The mortality of the NOM group was 13% (2/15) which is higher than reported in the literature. When NOM is decided, it includes: resuscitation, analgesia, parenteral nutrition and monitoring in surgical ward, similar in many ways to the treatment in case of acute pancreatitis. The issue of antibiotics or octreotide treatment in the nonoperative group is still controversial (33).
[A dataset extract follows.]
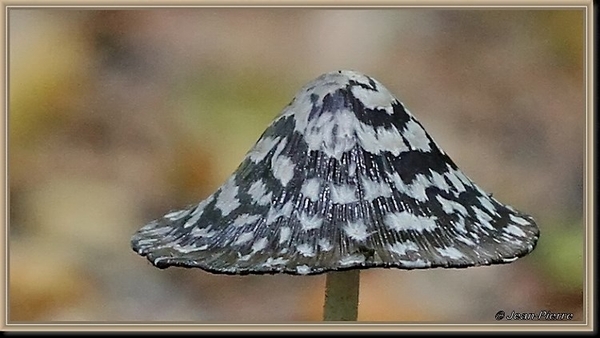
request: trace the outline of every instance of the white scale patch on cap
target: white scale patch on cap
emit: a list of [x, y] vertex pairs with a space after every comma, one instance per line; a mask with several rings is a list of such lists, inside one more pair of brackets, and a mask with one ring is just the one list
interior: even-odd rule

The limitations of this study include its retrospective nature and the limited sample size. It is difficult to draw any robust conclusions from comparison of the two groups since it is not homogeneous groups.
In conclusion, operative management of pancreatic trauma leads to a higher mortality, but this must not be necessarily related to the pancreas injury alone but also to the associated injuries including liver, spleen and vascular trauma which may cause impaired outcome more than pancreas injury.
Conflicts of Interest: The authors have no conflicts of interest to declare.
Ethical Statement: The study was approved by the local committee.